= Living History Magazine =

Former British historical magazine

Living History was a monthly history magazine launched in April 2003 by Origin Publishing in the United Kingdom. The magazine was devoted entirely to British history.

As the name implied it was intended to encourage readers to get out and see historical sites, and featured articles to make visits to those places easier.

Particularly important was a pull-out section entitled "Footsteps" which could be removed without destroying the rest of the magazine. This covered a number of different walks/visits across the country each month, with maps and details on a full A4 page.

Following the takeover of Origin by BBC Worldwide in 2004, Living History ceased to exist as an independent magazine.

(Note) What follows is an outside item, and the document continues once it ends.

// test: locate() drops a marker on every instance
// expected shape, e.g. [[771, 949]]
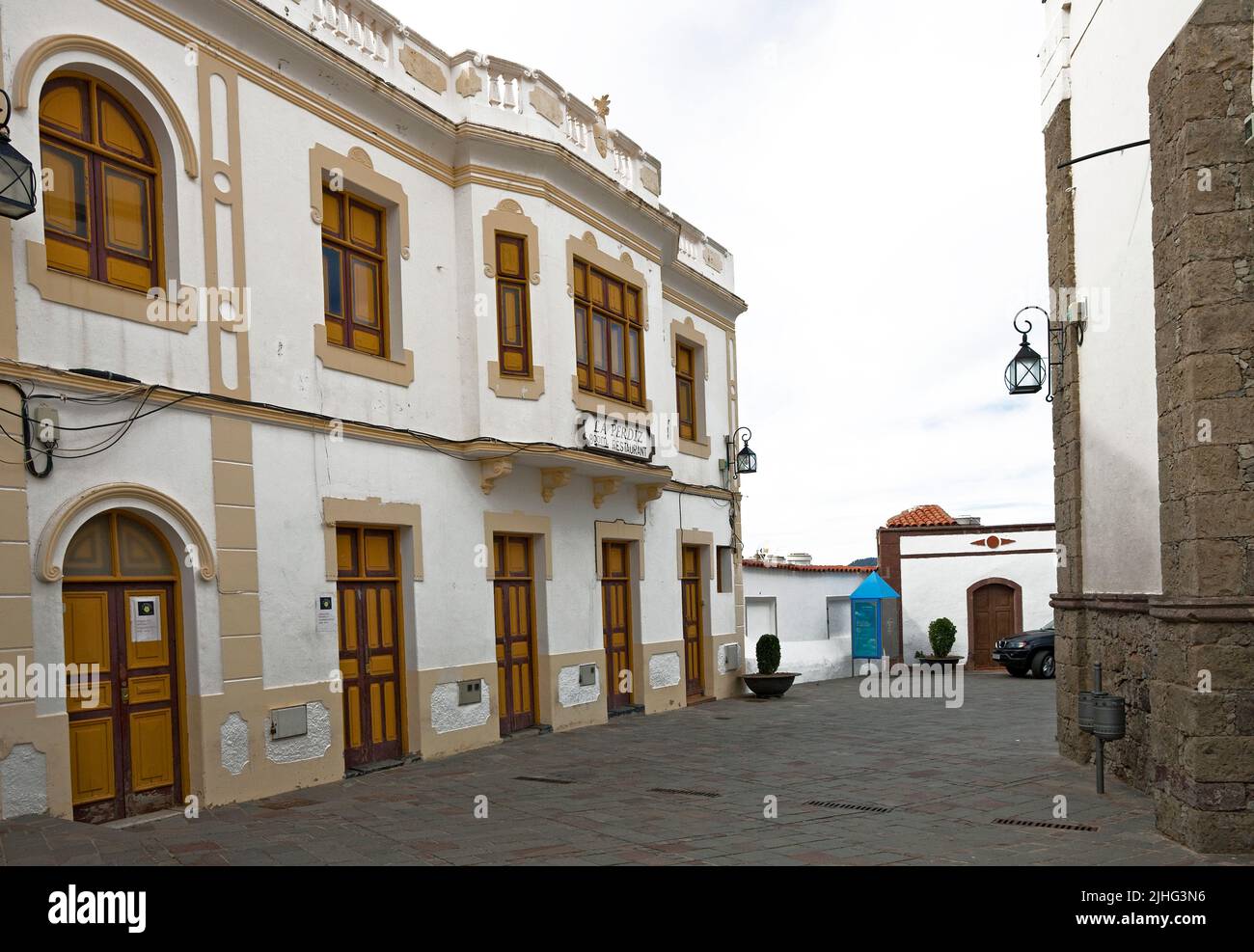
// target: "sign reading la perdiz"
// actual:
[[623, 435]]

It was incorporated as an integral part of the BBC's rival magazine BBC History from June 2004.

Though the editor of Living History, Dave Musgrove, moved across to BBC History, much of the material did not. The emphasis of Living History on British history was abandoned. The BBC magazine covered international history and politics which Living History did not, so the back third of BBC History took on Living Historys approach to delving deep into destinations, TV and radio, reviews and visiting sites.

The UK based "Footsteps" section was reduced from whole page pull-outs to half-page articles not intended to be removable from the magazine, and were replaced with international History Holidays. Initially the innovative ideas inherent in Living History were developed further still by the whole editorial team, subsequently the magazine was completely absorbed into BBC History magazine, with the emphasis on British history and magazine name being lost.